World Surf League Australasia
- Abbreviation: WSL Australasia
- Formation: 1 January 1989 (37 years ago)
- Type: Sports organisation, Professional Surfing
- Region served: Australasia
- Official language: English
- Main organ: WSL Australasia Board
- Parent organization: World Surf League
- Website: www.worldsurfleague.com

= Association of Surfing Professionals Australasia =

The World Surf League Australasia (WSL Australasia) is the governing body for professional surfers in Australasia and is dedicated to showcasing the continent's best talent in a variety of progressive formats. It is one of seven regions of the World Surf League.

==History==

===Creation of the WSL===
Founded in 1989, the WSL Australasia was formed to promote professional surfing in Australasia. Its objective is to equally benefit Australasian surfers, sponsors and event promoters alike.

== WSL Membership ==
Membership to the WSL is only available to individuals.

==Rules==

===Judging===
In contests surfers will be scored on a scale of 0.1 to 10.0, these scores will be broken up into increments of one-tenth.
The following scale can be use in order to relate descriptions with the score:

- 0–1.9 = Poor
- 2.0–3.9 = Fair
- 4.0–5.9 = Average;
- 6.0–7.9 = Good
- 8.0–10.0 = Excellent

===Judging criteria===
Judges will base the previous score on how successfully surfers display these following elements in each wave:
- Commitment and degree of difficulty
- Innovative and progressive maneuvers
- Combination of major maneuvers
- Variety of maneuvers
- Speed, power and flow
Some of these elements may be more or less important base on the surfing conditions and the surfing area. This criterion is also different to that of longboarding competitions. All of this is focused on creating some type consistency that can be seen throughout the many different events.
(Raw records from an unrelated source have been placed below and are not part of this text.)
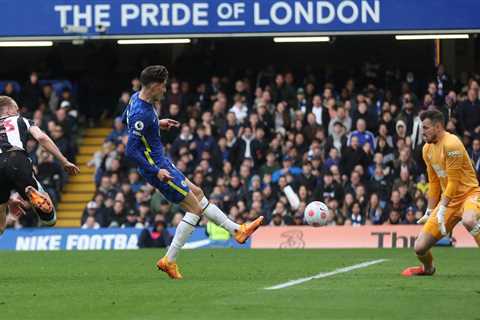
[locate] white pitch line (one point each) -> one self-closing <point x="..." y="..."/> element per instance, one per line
<point x="326" y="274"/>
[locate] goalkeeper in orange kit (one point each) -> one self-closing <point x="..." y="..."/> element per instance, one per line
<point x="454" y="193"/>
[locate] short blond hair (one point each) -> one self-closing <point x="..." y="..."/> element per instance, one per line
<point x="6" y="103"/>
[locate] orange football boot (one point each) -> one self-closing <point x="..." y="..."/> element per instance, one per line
<point x="170" y="268"/>
<point x="16" y="206"/>
<point x="246" y="230"/>
<point x="417" y="271"/>
<point x="39" y="200"/>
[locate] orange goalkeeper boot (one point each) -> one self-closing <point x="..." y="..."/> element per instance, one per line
<point x="417" y="271"/>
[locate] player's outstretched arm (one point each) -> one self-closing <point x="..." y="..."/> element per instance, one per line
<point x="51" y="147"/>
<point x="434" y="189"/>
<point x="166" y="124"/>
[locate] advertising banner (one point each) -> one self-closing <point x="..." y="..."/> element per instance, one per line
<point x="348" y="237"/>
<point x="101" y="18"/>
<point x="44" y="239"/>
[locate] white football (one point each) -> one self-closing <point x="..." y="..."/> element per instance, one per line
<point x="316" y="213"/>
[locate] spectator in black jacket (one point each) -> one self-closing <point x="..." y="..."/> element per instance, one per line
<point x="352" y="156"/>
<point x="469" y="113"/>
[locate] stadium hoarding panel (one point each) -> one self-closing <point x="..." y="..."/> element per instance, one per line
<point x="102" y="19"/>
<point x="348" y="237"/>
<point x="54" y="239"/>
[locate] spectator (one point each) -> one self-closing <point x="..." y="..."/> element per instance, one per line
<point x="31" y="93"/>
<point x="119" y="131"/>
<point x="322" y="116"/>
<point x="362" y="134"/>
<point x="469" y="113"/>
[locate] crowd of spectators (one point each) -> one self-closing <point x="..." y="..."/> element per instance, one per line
<point x="355" y="147"/>
<point x="55" y="112"/>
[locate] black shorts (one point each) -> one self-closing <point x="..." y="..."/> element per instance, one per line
<point x="16" y="173"/>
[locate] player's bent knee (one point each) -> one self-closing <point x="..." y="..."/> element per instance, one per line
<point x="197" y="191"/>
<point x="49" y="222"/>
<point x="469" y="221"/>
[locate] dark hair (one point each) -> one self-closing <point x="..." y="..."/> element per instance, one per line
<point x="152" y="74"/>
<point x="433" y="115"/>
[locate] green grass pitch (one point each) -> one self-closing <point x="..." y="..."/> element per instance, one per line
<point x="228" y="284"/>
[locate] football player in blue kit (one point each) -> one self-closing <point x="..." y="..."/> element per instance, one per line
<point x="146" y="150"/>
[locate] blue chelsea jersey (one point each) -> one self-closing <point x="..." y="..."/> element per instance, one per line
<point x="144" y="145"/>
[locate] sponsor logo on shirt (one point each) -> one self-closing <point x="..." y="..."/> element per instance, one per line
<point x="439" y="171"/>
<point x="138" y="125"/>
<point x="454" y="154"/>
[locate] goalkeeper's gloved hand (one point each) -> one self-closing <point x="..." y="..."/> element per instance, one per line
<point x="425" y="217"/>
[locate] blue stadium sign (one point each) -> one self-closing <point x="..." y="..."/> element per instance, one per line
<point x="120" y="18"/>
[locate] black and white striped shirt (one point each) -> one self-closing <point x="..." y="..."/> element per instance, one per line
<point x="14" y="132"/>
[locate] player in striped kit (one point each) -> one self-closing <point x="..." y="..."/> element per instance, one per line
<point x="16" y="169"/>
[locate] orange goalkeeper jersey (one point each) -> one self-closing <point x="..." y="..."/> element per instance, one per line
<point x="448" y="162"/>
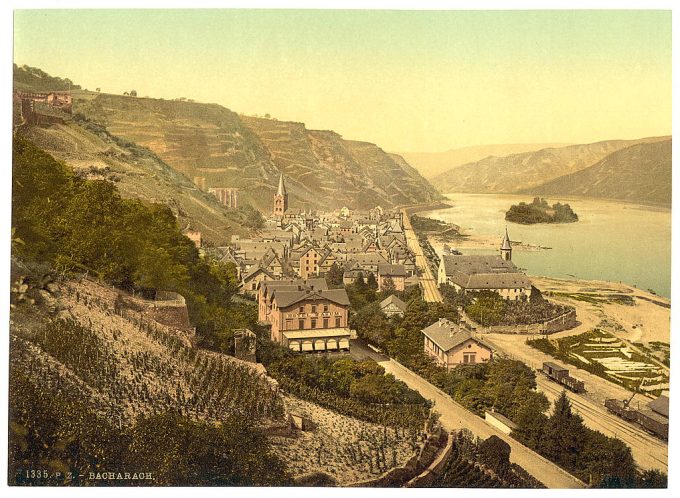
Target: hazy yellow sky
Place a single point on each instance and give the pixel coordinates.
(406, 80)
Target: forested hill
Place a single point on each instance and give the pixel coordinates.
(216, 147)
(523, 172)
(96, 383)
(34, 79)
(640, 173)
(229, 150)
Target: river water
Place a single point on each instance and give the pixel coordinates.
(614, 241)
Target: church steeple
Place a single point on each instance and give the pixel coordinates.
(506, 247)
(281, 199)
(282, 186)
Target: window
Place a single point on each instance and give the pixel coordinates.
(469, 357)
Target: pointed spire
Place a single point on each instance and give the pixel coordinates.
(282, 186)
(505, 245)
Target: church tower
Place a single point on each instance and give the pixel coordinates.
(281, 199)
(506, 248)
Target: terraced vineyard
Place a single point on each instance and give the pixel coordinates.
(464, 470)
(128, 366)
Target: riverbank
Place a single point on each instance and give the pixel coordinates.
(634, 315)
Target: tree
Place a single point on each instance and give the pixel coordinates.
(563, 437)
(495, 454)
(371, 282)
(388, 285)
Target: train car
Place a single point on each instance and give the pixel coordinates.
(653, 422)
(561, 376)
(619, 408)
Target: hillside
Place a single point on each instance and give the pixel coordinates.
(431, 164)
(522, 172)
(210, 141)
(640, 173)
(138, 174)
(33, 79)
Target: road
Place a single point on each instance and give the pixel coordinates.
(431, 292)
(649, 452)
(455, 417)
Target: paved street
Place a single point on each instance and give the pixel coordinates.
(454, 416)
(431, 292)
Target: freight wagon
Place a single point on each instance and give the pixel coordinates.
(651, 421)
(561, 376)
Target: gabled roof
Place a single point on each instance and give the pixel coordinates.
(447, 335)
(392, 270)
(477, 264)
(285, 298)
(505, 245)
(255, 270)
(392, 299)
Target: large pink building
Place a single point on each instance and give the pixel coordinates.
(305, 315)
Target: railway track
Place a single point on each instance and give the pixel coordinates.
(649, 452)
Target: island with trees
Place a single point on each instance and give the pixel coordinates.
(539, 211)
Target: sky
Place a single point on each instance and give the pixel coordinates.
(406, 80)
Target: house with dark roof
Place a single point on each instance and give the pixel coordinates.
(493, 273)
(304, 315)
(477, 273)
(253, 277)
(391, 276)
(392, 306)
(451, 345)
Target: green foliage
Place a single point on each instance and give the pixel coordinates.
(358, 389)
(540, 212)
(83, 226)
(588, 454)
(34, 79)
(61, 433)
(185, 452)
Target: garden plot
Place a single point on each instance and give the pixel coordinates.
(603, 354)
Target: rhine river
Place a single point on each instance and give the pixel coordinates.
(613, 241)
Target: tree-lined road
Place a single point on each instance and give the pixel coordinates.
(649, 452)
(431, 292)
(455, 417)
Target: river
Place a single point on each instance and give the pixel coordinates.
(614, 241)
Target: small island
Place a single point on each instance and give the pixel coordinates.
(540, 212)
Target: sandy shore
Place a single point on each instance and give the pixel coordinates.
(647, 320)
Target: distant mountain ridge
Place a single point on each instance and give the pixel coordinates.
(639, 173)
(431, 164)
(523, 172)
(209, 141)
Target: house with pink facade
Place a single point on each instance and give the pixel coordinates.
(451, 345)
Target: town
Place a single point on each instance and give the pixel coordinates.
(297, 248)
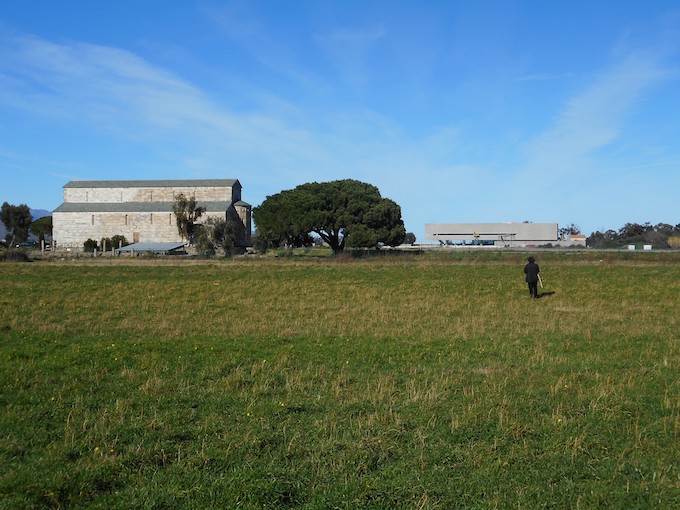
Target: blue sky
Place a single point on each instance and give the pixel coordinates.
(460, 111)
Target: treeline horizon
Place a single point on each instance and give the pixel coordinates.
(660, 236)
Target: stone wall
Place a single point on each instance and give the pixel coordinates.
(141, 213)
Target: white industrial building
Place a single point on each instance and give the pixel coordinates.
(142, 210)
(494, 234)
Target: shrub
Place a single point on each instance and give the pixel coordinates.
(118, 241)
(15, 256)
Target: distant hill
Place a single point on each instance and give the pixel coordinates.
(36, 213)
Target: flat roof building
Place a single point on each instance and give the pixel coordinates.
(496, 234)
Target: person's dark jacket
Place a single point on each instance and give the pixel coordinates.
(531, 270)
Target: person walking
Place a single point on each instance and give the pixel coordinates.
(532, 270)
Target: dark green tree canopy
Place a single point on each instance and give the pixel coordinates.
(343, 213)
(17, 220)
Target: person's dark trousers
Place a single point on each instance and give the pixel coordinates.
(533, 289)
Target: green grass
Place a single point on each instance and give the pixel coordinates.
(414, 382)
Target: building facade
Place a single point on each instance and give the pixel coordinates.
(496, 234)
(141, 211)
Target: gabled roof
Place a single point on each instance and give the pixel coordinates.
(123, 207)
(167, 183)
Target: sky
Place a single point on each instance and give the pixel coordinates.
(460, 111)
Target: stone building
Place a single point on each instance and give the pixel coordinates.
(142, 210)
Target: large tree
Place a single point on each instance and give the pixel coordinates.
(17, 220)
(343, 213)
(186, 213)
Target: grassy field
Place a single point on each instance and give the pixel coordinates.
(428, 381)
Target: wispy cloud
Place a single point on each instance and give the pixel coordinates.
(593, 118)
(114, 91)
(544, 77)
(349, 50)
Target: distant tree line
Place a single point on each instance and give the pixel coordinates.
(659, 236)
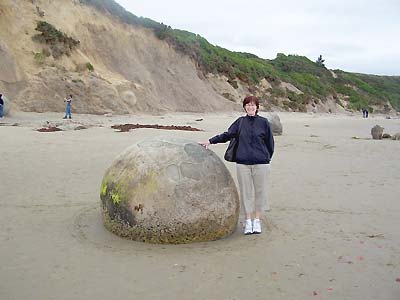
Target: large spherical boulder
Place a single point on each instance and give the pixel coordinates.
(169, 191)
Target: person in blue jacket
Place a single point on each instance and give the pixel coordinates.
(68, 104)
(253, 155)
(1, 106)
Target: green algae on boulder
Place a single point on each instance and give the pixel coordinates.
(169, 191)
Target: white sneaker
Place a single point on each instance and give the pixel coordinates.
(248, 227)
(256, 226)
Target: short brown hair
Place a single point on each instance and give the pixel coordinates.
(251, 99)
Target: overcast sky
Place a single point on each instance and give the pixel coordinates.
(352, 35)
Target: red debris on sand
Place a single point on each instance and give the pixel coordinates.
(49, 129)
(127, 127)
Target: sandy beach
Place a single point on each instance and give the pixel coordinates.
(333, 231)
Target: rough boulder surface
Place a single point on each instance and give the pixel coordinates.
(169, 191)
(377, 132)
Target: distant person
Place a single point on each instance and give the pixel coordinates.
(1, 106)
(253, 155)
(68, 104)
(365, 112)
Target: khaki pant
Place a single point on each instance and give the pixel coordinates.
(253, 181)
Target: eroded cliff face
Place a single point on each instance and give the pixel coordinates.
(133, 70)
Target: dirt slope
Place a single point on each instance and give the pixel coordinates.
(133, 70)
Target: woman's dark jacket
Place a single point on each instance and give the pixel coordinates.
(256, 142)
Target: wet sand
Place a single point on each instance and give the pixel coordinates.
(333, 231)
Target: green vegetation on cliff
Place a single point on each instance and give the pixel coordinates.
(312, 78)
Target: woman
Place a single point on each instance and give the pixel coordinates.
(253, 155)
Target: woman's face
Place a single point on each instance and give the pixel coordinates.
(250, 108)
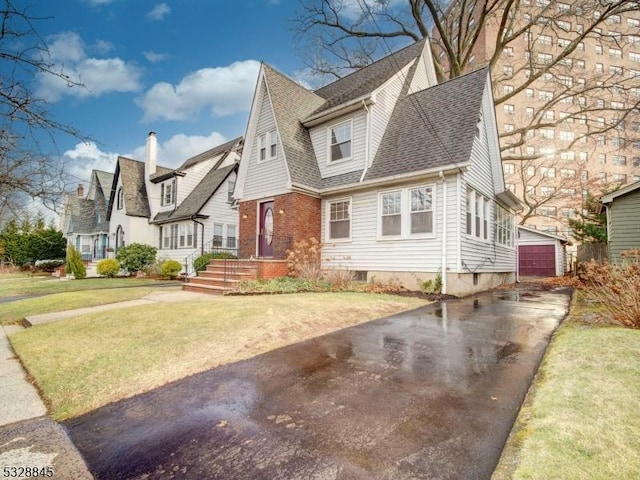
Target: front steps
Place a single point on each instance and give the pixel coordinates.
(222, 276)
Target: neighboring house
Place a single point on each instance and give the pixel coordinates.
(623, 220)
(182, 212)
(541, 254)
(84, 220)
(399, 177)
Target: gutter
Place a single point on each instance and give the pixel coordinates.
(444, 232)
(338, 111)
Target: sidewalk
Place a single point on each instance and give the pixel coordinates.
(28, 437)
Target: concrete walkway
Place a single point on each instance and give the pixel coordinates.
(28, 437)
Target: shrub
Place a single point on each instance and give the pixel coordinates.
(74, 263)
(136, 256)
(170, 268)
(108, 267)
(339, 278)
(303, 260)
(201, 262)
(49, 265)
(616, 287)
(431, 286)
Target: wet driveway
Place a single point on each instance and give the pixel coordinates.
(426, 394)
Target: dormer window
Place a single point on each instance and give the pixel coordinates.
(269, 139)
(120, 199)
(340, 141)
(168, 192)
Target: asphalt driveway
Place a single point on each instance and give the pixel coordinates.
(431, 393)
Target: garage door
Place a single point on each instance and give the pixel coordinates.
(537, 260)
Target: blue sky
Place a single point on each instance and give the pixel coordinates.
(185, 69)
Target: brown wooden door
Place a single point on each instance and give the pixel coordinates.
(537, 260)
(265, 238)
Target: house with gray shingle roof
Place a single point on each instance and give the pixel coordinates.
(84, 219)
(398, 176)
(182, 212)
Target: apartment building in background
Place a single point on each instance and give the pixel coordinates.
(573, 130)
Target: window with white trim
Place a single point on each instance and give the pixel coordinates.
(218, 229)
(340, 141)
(407, 212)
(505, 227)
(120, 199)
(477, 214)
(270, 140)
(339, 221)
(391, 213)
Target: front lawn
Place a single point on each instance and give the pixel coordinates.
(12, 312)
(581, 419)
(85, 362)
(21, 284)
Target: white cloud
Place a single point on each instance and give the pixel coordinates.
(221, 90)
(85, 157)
(173, 152)
(98, 75)
(159, 12)
(154, 57)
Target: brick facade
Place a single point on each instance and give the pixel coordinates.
(297, 217)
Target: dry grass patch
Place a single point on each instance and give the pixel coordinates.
(86, 362)
(582, 417)
(13, 312)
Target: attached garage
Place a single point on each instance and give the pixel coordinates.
(540, 254)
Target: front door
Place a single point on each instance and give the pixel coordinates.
(265, 230)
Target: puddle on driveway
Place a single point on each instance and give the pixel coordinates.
(430, 393)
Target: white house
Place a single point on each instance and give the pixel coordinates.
(84, 219)
(182, 212)
(400, 177)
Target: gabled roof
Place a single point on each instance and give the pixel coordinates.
(432, 128)
(225, 149)
(81, 212)
(367, 79)
(620, 192)
(136, 202)
(198, 197)
(104, 181)
(291, 103)
(562, 240)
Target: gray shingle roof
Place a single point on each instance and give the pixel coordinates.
(431, 128)
(291, 103)
(198, 196)
(225, 148)
(136, 202)
(367, 79)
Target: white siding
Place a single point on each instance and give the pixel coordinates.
(320, 137)
(479, 255)
(366, 252)
(219, 211)
(381, 112)
(269, 177)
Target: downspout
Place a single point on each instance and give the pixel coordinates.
(193, 219)
(444, 233)
(367, 141)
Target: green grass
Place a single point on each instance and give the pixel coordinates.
(13, 312)
(581, 419)
(20, 284)
(85, 362)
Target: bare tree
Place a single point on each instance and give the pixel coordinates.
(339, 35)
(27, 130)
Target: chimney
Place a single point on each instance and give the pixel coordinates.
(151, 154)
The events themselves are previously declared QS 1,000 - QS 10,000 events; among other things this ranking shows what numbers of judges which are required at the event. QS 1,000 - QS 3,000 Qualifying Series events are required to have a six judge panel with four judges on each heat. A QS 4,000 - QS 6,000 Qualifying Series event requires seven judges with five of those judges on each heat. At QS 5,000 - QS 10,000 Qualifying Series events there are only allowed to be 3 judges from any one region. This is then limited to two at any world championship events. All events also require an WSL approved head judge who has the ability to make corrections to errors or any other events that may have affected the results.

=== Rules ===
There are many rules out in the water which all revolve around the idea of right of way. A surfer has right of way if he or she is closer to the area where the wave is breaking, this is more commonly referred to as having the inside position. If another surfer takes off in front of the surfer which has the inside position then interference will be called and penalties will be enacted. In most circumstances it does not matter who stood up first but who has the inside position.

A surfer can also be found guilty of inference if they catch more than their maximum number of waves in a heat and that this takes away from the other competitors ability to catch waves. A competitor is also not allowed to interfere with another competitor's paddling and maneuvering for a wave.

The rules of right-a-way vary slightly with the type of break. Point Breaks will always have a consistent direct of what is inside, that is the person further up the line will have right-away. In a single peak situation where there is both a left and a right two people are able to be on the wave at the same time provided that one goes left and one goes right and that neither crosses the path of the other to go one direction. If this does happen then the surfer who stood up first will get the right-a-way. On a multi peaked wave where the wave eventually comes together both peaks can be surfed until the surfers come together, when they do the surfer who stood up first has right-a-way and the other must maneuver to get off the wave without interrupting the other surfer.

In a one-on-one competition priority can be declared by the Head Judge. Once the person with priority has paddled for a wave priority is then turned over to the next person until that person does the same. The person with second priority can paddles for waves as long as it does not interfere with the other person and will only lose their priority if they catch a wave.

A surfer who has already taken off or obtained possession of a wave maintains this position until the end of their ride. If another surfer takes off on the inside of this surfer then this person does not obtain priority and is considered to be snaking. If this surfer does not hurt the other surfers ride then both people can be scored based. If the judges determine that the snaking did interfere then the person will be penalized.
Interference penalties are called by the judges and must have a majority to be declared an actual penalty. Interferences are shown as triangles on the score cards in various different ways depending on when or where in the heat they were made. If three or more waves are being scored then one wave will be dropped off the score card. If only the top two waves are being scored then 50% of the second best scored wave will be taken off. If a surfer has more than one then 50% of the best waves score will be taken off also. The surfer who has been interfered with will be allowed an additional wave to their maximum as long as it is within the time limit. If a surfer interferes more than twice in a heat then they must leave the competition area.